ニトリはすべての過程でコストダウンに挑む!
図を拡大
ニトリはすべての過程でコストダウンに挑む!

ニトリは家具を中心としたホームファニシング全般を扱っていますが、ただ販売をしているだけではありません。材料の仕入れから製造、流通、販売、配達まで、すべてを自社で行っています。

日本の給与の高さは世界一です。そこで製品を作っていても絶対に安い商品は作れません。そこでインドネシアやタイ、ベトナムなどに、100%ニトリ出資の自社工場をもち、製品の流通もすべて自社で行うことにしました。「革命の旗手たるには、海外に出よ」です。これなら仲介業者に払う余計なコストもかからず、低価格の商品を実現することができる。

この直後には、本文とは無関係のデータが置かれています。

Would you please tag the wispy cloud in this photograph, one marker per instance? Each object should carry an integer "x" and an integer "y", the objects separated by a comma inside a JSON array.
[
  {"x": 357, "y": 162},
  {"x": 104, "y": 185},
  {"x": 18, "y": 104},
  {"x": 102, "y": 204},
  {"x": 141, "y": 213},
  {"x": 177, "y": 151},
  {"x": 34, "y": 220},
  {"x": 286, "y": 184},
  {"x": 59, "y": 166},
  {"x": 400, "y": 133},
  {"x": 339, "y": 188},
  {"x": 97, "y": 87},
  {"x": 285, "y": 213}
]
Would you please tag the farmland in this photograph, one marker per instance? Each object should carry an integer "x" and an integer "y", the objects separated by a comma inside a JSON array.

その代わり、品質には徹底的にこだわっています。いくら安価でも、「安かろう、悪かろう」では話にならない。一度はニトリ製品を買ってくれても、商品の質が悪ければ二度目の購入はありません。

「ニトリ憲法」というものがあります。

「一に安さ、二に安さ、三に安さ、四に適正な品質、五にコーディネート」というもの。

一から三までがすべて「安さ」というのは、仮に二番目に「適正な品質」がきてしまうと、社の方針が変わったときに簡単に入れ替わってしまう危険性があるからです。品質を上げるために一番簡単な方法は、価格を上げることです。しかしそれでは、「誰もが買える」商品ではなくなってしまう。だから一から三まではすべて「安さ」にしたのです。最優先すべきは「安さ」。そのうえで品質をとことん上げていく。

「もう価格は十分安くなったから、これ以上の値下げはしなくていい。今度は適正な品質、そしてコーディネートに徹底的に力を入れろ」。晩年の先生の言葉です。

しかし、これを実現するには10年かかりました。色を徹底的に絞り込む作業。レッド、グリーン、イエロー、ピンク、パープルなど、限られた色彩に商品を限定する。その代わり、素材が変わっても、同じ色味ならば完全に同じトーンにそろえること。陶器でもロウソクでも布でも、何万色もあるなかで、ピタリと「この色」で統一させることは、実は相当な技術力が必要です。何十回、何百回と調整を重ねました。

しかしその結果、お客様のお買い物時のストレスはだいぶ減ったはずです。同じ色調でそろえれば、自然と部屋のなかのカラーコーディネートができてしまう。ホームファッションは洋服と同じで、色数は少ないほど選びやすく、また美しくなるのです。